For my own safety and the privacy of those involved, this story may or may not have any basis in fact. Those involved with this story have had their names changed to insure their privacy.
This morning a coworker (Bartholomew AKA Bart) had us (me and another coworker – Martin) listen to a song he and another coworker (Elizabeth AKA Beth) reworked for a project. After listening to the song, I was duly impressed with the singing ability of Beth and said so. Martin agreed, and continued to say that “with a little practice and the help of a voice coach” she could be really good. I thought about what was said and I decided to point out that it could be viewed as a backhanded complement. I continued by pointing out that if someone were to look at his code and say, “Wow, that some really nice code. You know, with a little work and some tutoring sessions with a professor, you could be a really good. Now how would you react to that?”. His response was as expected, seeing the insult in what was being said, even if it started out as a compliment.
The point being that sometimes it’s best to stop at the compliment and leave off the rest of the narrative. Normally I might now post about such things, but I saw the following story on a social media site and it made me think of the morning’s interaction and how it’s related. That story is:
So, in a little town in Nowheresville, USA, there’s a river that’s about to flood, and needs to be quickly dammed.
The local college sends three professors: a structural engineer, a chemical engineer, and a literary critic.
The structural engineer suggests building a concrete dam to stem the river, and the mayor calls in a construction company to do the job.
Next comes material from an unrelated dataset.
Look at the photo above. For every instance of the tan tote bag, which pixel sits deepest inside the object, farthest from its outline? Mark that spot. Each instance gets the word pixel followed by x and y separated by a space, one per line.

A week later, the dam is completed, but in a few days the river’s current becomes more intense, and the dam crumbles.
Next, the chemical engineer suggests adding a gelatin solution to the river, to solidify the whole thing. The mayor calls in a favor with a multinational chemical company, and they deliver a half ton of customized gelatinizing solution.They add it to the river near the source, and the whole river turns to gelatin. But a few days later, the current of the river becomes even stronger, and the water pressure at the source starts to break the gelatin apart
Then, out of nowhere, an awful thunderstorm appears over the town. the heavy rain starts to make the river flood.
In a last ditch attempt, the literary critic steps up to the river bank
He coughs softly, purses his lips, takes a momentary glance at his fingernails, and says “I suppose this river is… adequate.”
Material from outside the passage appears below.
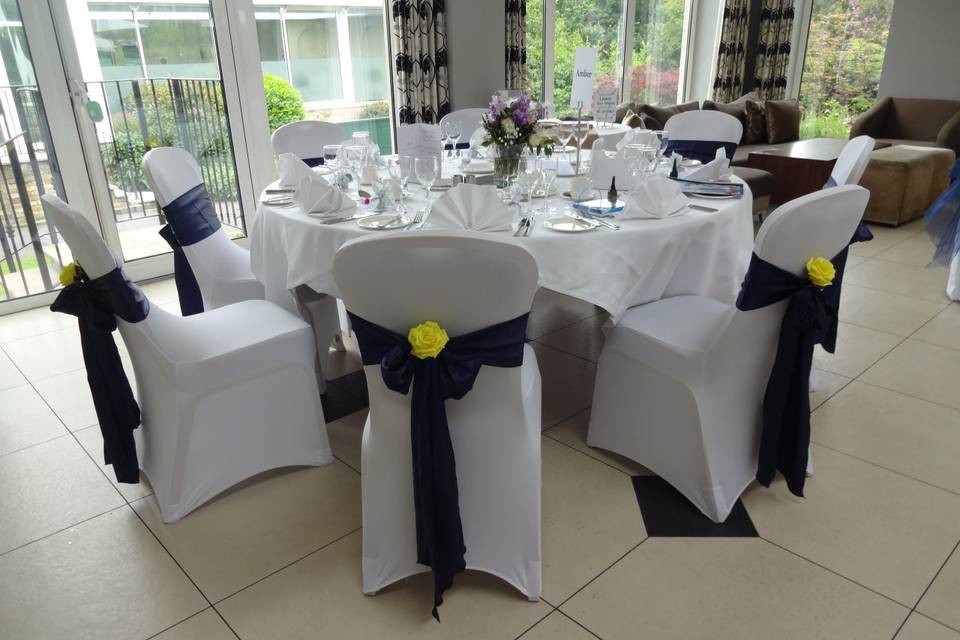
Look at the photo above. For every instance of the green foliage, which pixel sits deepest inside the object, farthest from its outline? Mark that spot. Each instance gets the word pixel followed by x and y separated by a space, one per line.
pixel 284 103
pixel 654 60
pixel 841 73
pixel 380 109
…and suddenly the flooding stops.
The two other professors rush to the critic’s side and ask “How the hell did you stop the river from flooding?”
And the critic replies, “Simple. I dammed it with faint praise.”
Backhanded compliments and faint praise can both have a detrimental affects on individuals. Those that are gaining confidence and seemingly unstoppable can be brought to a stand still with such “compliments” and “praise”. And it’s often not an intentional malicious act by the offending party, they often view it as being helpful. So, I guess the question to ask yourself before doling out such helpful tidbits is: “How would you react if someone said something similar to you?”